Contact Map Explorer is a tool for studying contacts in biomolecules. It builds on tools in MDTraj. These notebooks teach how to use Contact Map Explorer by showing examples.
As our initial example system, we’ll use part of a trajectory of the KRas protein bound to GTP, which was provided by Sander Roet. KRas is a protein that plays a role in many cancers. For simplicity, the waters were removed from the trajectory (although ions are still included). To run this notebook, download the example files from https://figshare.com/s/453b1b215cf2f9270769 (total download size about 1.2 MB). Download all files, and extract in the same directory that you started Jupyter from
(so that you have a directory called
5550217 in your current working directory).
%matplotlib inline import matplotlib.pyplot as plt import mdtraj as md traj = md.load("5550217/kras.xtc", top="5550217/kras.pdb") topology = traj.topology
from contact_map import ContactFrequency, ContactDifference
Contact map for a single frame¶
First we make the contact map for the 0th frame. For default parameters (and how to change them) see the notebook called “Changing defaults.”
%%time frame_contacts = ContactFrequency(traj)
CPU times: user 250 ms, sys: 7.56 ms, total: 258 ms Wall time: 80.2 ms
Plotting requires matplotlib, and the default plotting parameters use the
'seismic' colormap. For details on customizing the appearance of the contact map plots, see the notebook on “Customizing contact map plots.”
%%time fig, ax = frame_contacts.residue_contacts.plot() plt.xlabel("Residue") _ = plt.ylabel("Residue") # setting the return of plt.ylabel to the dummy var _ is a way to swallow output
CPU times: user 499 ms, sys: 11.6 ms, total: 511 ms Wall time: 506 ms
Contact map for a trajectory¶
If you provide a single frame, the values in the contact map are 0 or 1: either the contact was present or it was not. But if you provide a longer trajectory, the values in the contact map are the fraction of frames during which the contact was present.

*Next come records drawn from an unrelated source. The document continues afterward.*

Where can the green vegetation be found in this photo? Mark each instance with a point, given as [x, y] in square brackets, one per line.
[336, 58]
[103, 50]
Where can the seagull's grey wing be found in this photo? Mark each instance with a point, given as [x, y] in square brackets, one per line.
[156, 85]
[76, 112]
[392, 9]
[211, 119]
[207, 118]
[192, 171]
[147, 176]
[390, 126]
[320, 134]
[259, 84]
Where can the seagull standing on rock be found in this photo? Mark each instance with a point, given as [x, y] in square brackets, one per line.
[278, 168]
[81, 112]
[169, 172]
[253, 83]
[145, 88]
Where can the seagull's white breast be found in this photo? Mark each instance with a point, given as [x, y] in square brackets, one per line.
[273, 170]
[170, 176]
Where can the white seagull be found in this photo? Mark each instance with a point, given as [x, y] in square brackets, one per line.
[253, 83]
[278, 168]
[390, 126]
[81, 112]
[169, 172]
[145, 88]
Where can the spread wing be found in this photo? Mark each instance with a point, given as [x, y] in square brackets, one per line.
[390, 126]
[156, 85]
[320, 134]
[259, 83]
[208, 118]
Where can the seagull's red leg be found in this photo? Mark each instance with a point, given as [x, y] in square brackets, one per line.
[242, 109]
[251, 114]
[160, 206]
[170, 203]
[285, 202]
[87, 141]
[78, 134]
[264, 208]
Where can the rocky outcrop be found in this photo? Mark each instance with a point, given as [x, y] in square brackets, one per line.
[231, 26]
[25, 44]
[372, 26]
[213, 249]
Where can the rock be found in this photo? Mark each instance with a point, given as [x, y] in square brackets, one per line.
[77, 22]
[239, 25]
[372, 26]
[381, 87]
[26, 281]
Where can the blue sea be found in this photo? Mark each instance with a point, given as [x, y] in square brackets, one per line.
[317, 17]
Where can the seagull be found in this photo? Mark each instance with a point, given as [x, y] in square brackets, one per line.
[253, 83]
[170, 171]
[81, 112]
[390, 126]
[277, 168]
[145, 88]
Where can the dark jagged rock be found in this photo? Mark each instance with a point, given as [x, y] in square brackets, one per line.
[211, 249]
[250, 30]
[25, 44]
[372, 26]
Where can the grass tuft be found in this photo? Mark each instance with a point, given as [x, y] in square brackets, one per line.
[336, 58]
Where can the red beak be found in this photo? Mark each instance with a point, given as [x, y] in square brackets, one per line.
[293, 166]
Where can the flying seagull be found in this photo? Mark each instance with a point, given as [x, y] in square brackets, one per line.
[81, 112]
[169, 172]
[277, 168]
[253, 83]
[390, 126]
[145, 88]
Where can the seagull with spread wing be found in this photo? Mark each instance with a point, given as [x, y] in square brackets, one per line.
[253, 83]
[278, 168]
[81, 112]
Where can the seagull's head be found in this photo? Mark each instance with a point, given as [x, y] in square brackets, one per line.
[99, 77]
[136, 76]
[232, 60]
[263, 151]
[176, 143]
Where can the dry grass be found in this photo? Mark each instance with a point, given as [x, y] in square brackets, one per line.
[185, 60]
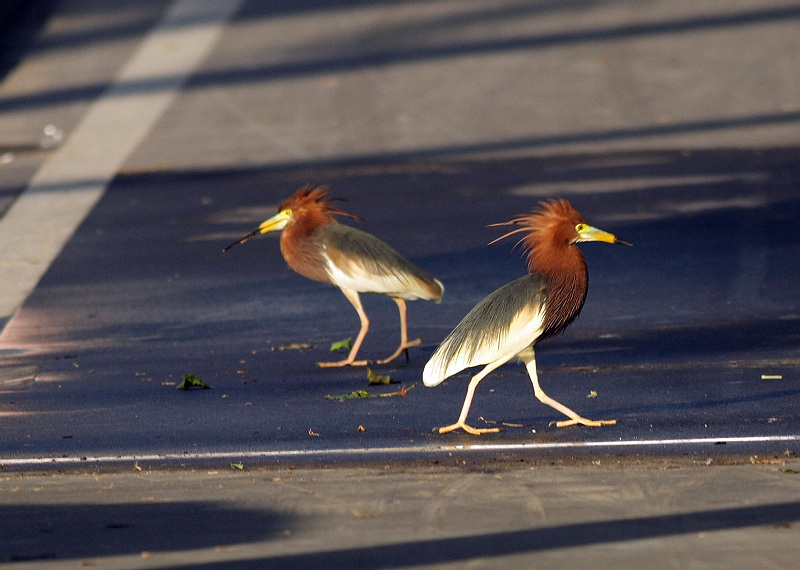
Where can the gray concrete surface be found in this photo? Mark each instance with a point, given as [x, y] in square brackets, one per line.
[673, 124]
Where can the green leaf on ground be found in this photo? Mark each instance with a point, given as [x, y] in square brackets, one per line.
[359, 394]
[192, 381]
[351, 396]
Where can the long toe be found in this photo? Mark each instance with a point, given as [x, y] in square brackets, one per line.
[584, 422]
[345, 362]
[466, 428]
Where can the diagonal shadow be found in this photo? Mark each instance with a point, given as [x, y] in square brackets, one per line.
[464, 548]
[50, 532]
[340, 62]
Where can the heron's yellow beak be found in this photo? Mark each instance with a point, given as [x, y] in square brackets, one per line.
[591, 233]
[276, 222]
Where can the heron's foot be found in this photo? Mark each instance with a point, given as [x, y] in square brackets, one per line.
[345, 362]
[401, 349]
[584, 422]
[466, 428]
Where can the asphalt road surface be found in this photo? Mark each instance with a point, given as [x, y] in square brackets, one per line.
[137, 141]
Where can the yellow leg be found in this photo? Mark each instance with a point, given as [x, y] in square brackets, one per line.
[529, 358]
[462, 419]
[354, 299]
[405, 344]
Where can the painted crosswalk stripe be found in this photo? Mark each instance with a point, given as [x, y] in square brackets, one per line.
[66, 188]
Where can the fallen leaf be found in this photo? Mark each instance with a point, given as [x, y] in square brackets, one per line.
[355, 395]
[342, 344]
[359, 394]
[376, 379]
[192, 381]
[401, 392]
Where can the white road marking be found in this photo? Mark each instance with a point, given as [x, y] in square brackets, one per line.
[360, 451]
[66, 188]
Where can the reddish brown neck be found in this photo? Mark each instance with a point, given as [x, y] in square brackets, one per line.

Other than using the entire trajectory, the process is exactly the same as for the single-frame example.
%%time traj_contacts = ContactFrequency(traj)
CPU times: user 19.5 s, sys: 37.2 ms, total: 19.6 s Wall time: 3.02 s
%%time fig, ax = traj_contacts.residue_contacts.plot() plt.xlabel("Residue") _ = plt.ylabel("Residue")
CPU times: user 1.68 s, sys: 3.75 ms, total: 1.69 s Wall time: 1.68 s
Note that some of the reds are a little lighter now – these contacts were not present 100% of the time!
If we want to save the figure, we can use matplotlib’s savefig functionality:
If we want to save the contact data to a file for later usage, we can also do that:
# to reload it: ContactFrequency.from_file("traj_contacts.p")
<contact_map.contact_map.ContactFrequency at 0x7f9c6c2748b0>
For many users, this is all that Contact Map Explorer is needed for. You can make publication-quality figures in only a few lines of Python. However, Contact Map Explorer is also intended to help you analyze your data and help you understand it better. The rest of this notebook, and other notebooks in the documentation, will show you some of the possibilities.
Differences between contact maps¶
One question you might have is, how do two contact maps differ? For this purpose, we can calculate contact map differences.
%%time diff = traj_contacts - frame_contacts # equivalently: diff = ContactDifference(traj_contacts, frame_contacts)
CPU times: user 24.5 ms, sys: 9 µs, total: 24.5 ms Wall time: 24.3 ms
%%time fig, ax = diff.residue_contacts.plot()
CPU times: user 1.67 s, sys: 11.7 ms, total: 1.69 s Wall time: 1.68 s
The contact map gives a lot of information, and frequently we want to ask follow-up questions. We’ll looks at the results from the difference above, but all the same techniques apply to any contact results.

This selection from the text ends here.